The cracked air coats everything with dust as the sun glares down. Next to the deserted road a pair of rough boots holds up a loan figure in a long black coat. The scowling face is obscured by the dust. The wind flaps the black coat. Behind the figure is a black vehicle of indeterminate make. The figure just stands by the side of the road and scowls. Harmonica music wails in the background.
It’s hard to believe that this awful presumptuous picture I’ve concocted actually starts in the snow. It indeed originates in a landscape with blowing snow drifts. And there is Han Solo mounted on a Tauntaun, the animal created for the second Star Wars installment. When I saw The Empire Strikes Back, I was already a fan of Han Solo. I had liked Luke first. I was the type to believe in pure good back then. But three years later I admired the roguish confidence that shone in Han Solo’s character. Then when I saw him riding around on the ice planet, the thing that caught my eye the most was his parka. All the rebels seemed to all wear uniforms of a tan color, Han Solo had a thick blue parka with a fur hood. He was different, out of uniform, his own man. I figured that he flew The Millennium Falcon to the ice planet and before disembarking, went to a storage locker and pulled out his warm coat. He was prepared for anything. What’s more he had the means to carry it all with him. I wanted to own and wear a parka around my tropical hometown.
So this first hero I really tried to emulate was Han Solo. Not only was he reckless and cool, he was resourceful and prepared for anything. I had a string of heroes following him. All cool guys who seemed prepared for things. Aside from being resourceful, they also worked alone. I must have been in denial about how many people helped out Indiana Jones.
Mad Max was a loner. He also had big black boots and a cool car that was loaded with everything he needed. There was food and water and extra fuel stored and weapons stashed all over. Even on his person, Max carried tools and weapons.
Sometimes I look at myself and wonder if I ever had an original thought in my head as to who I am. My current vehicle is a dusty vehicle sagging with tools I rarely use, extra water, clothing and yes, a knife here and there just in case I need to open a box or letter. The only person I’ve ever cut is myself accidentally. On most days I carry more junk on me than I usually need including a multi-tool and folding knife and a Swiss army knife, a harmonica and a flashlight and phone. With the addition of my keys, I sometimes wear suspenders. I could say they are to keep my pants up, but I also have to own up that there is another roguish space captain who wears suspenders that I wish I was like.
And owning up is what I think I’m doing here. I am going on and on to say that I’ve spent most of my life wanting to be like other people. Most of them had a few things in common. The resourcefulness was definitely a main thing. They were mostly loners. Maybe it all came down to one thing: they didn’t need to rely on anyone else for anything. I wanted to be self-sufficient.

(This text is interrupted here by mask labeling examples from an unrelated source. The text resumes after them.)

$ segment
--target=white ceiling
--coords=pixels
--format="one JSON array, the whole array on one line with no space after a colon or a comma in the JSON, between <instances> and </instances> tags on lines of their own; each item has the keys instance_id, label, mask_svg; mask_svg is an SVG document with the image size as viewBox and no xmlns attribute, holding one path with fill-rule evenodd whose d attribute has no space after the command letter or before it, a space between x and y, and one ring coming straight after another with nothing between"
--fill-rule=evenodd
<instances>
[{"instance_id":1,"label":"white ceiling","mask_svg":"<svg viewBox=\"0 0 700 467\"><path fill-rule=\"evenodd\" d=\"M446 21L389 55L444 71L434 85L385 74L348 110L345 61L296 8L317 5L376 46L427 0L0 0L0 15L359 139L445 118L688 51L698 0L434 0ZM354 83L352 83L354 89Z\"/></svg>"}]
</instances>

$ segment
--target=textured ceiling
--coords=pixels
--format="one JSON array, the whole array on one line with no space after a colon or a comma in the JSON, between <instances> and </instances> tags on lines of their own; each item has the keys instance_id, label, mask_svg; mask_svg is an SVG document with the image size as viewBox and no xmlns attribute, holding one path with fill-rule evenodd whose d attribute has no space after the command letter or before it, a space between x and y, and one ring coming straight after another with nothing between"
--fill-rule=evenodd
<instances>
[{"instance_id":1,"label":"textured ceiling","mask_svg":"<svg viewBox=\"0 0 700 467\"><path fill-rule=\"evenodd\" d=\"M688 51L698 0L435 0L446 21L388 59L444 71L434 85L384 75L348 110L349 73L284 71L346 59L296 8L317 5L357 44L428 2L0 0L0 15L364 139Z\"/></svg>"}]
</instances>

Fortunately for me, I remember the year when I was out of college before I was in a relationship with Prajna. That was the most alone I ever was. And as much as I thought I liked being alone, I was miserable.
Once in a while I get the urge to get off by myself and go camping, usually in the desert. I do relish the time alone, but I don’t think I would without knowing I have family and friends to come home to. I also dress sensibly in light clothing when I go out there and resist the heavy boots and long black coat. I have to confess: That asinine description at the beginning of this entry was… no is how I sometimes wish I could be. There, I said it. I hope that by this honesty, that there is less of a façade for me to hide behind.
I really did use the name Roadwalker when I named this blog to describe a walk. But I also couldn’t shake this picture:
When I found this picture I couldn’t help notice the resemblance to the pictures of roads I have on my page here.
This is a tough thing to confess, but without the truth being told I don’t feel like my writing is worth as much. I confess that I am something of a wannabe. Not was, am. So thank you for indulging me with this self-indulgent entry today. And thank you for bearing with me as I confess an embarrassing fact about myself. Hopefully this confession is a step in the right direction, taking away the layers I hide behind to find out who I really am.